Hundreds of mourners have attended the funerals of a Crimean Tatar who was snatched from a protest against the pro-Russian takeover of the Ukrainian peninsula and found dead with signs of torture on his body days later.

Reshat Ametov, 39, was hauled away from a demonstration in the Crimean capital of Simferopol by three men in military jackets in early March.

His naked body, bearing marks of torture and beating, was found two weeks later outside the town of Belogorsk, 45km northeast of Simferopol.

Some 300 members of Crimea's Sunni Muslim Tatar community gathered at a cemetery outside the capital to pay their respects the father-of-three.

"This is the first time in 20 years that this has happened," one mourner said. "I don't think this will be the end.

"Putin arrives and this happens. Of course it's him. It's like there is a plan for some kind of civil war.

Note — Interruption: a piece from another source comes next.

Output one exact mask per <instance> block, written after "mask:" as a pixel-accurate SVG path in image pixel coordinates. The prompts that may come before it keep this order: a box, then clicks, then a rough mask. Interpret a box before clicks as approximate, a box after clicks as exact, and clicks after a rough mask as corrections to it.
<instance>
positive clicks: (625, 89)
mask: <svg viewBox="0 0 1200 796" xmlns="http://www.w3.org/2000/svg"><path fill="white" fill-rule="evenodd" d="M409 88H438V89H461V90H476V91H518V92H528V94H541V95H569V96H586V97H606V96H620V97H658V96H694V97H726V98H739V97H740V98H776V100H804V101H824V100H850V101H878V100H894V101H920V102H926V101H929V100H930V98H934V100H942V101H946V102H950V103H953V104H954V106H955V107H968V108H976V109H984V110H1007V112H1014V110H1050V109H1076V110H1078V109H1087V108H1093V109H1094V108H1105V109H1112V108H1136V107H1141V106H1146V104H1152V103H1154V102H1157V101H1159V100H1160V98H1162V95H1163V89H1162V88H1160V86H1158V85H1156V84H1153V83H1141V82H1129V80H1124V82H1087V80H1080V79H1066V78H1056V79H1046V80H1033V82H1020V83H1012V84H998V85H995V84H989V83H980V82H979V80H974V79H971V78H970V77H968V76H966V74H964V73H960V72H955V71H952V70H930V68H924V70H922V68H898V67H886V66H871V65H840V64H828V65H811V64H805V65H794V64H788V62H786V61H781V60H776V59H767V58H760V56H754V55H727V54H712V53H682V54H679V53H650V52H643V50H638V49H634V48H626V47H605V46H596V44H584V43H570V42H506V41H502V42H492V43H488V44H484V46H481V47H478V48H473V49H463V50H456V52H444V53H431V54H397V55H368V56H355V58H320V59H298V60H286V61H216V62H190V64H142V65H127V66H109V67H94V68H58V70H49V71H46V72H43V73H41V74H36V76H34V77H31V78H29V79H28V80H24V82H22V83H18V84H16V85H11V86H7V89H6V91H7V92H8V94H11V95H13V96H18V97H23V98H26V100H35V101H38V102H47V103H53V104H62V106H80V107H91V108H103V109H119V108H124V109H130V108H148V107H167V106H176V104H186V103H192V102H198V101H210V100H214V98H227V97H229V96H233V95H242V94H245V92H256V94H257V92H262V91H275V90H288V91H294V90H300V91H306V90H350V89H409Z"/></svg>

"The Russian army is here, people are scared and nobody wants to live staring down the barrel of a gun."

Some 250,000 Muslim Tatars live in Crimea, making up about 12% of the population.

The community boycotted the referendum on whether the region should secede from Ukraine and join Russia.

Tatars were forcefully deported to Siberia by Stalin in the 1940s and many came back to Crimea only after the collapse of the Soviet Union.

Crimeans, a majority of whom are ethnic Russians, voted overwhelmingly for annexation to Moscow, a vote that has been codified in law by Putin.

Western powers condemned the vote as illegal in that it breached the Ukrainian constitution and was held under military occupation.

Thousands of troops believed to be Russian took over key locations across Crimea in the wake of the revolution that toppled Kremlin-backed president Viktor Yanukovich in Kiev.

A friend of Ametov said the construction worker planned to enlist for the Ukrainian army just before he was abducted.

"For weeks, armed masked men who refuse to identify themselves have harassed and intimidated people," said Rachel Denber, deputy Europe and Central Asia director at Human Rights Watch.

"The disappearance and murder of Reshat Ametov illustrates the climate of lawlessness that has been pervasive in Crimea.

"Crimean authorities have a duty to thoroughly investigate this case and punish those responsible, whoever they are," Denber said.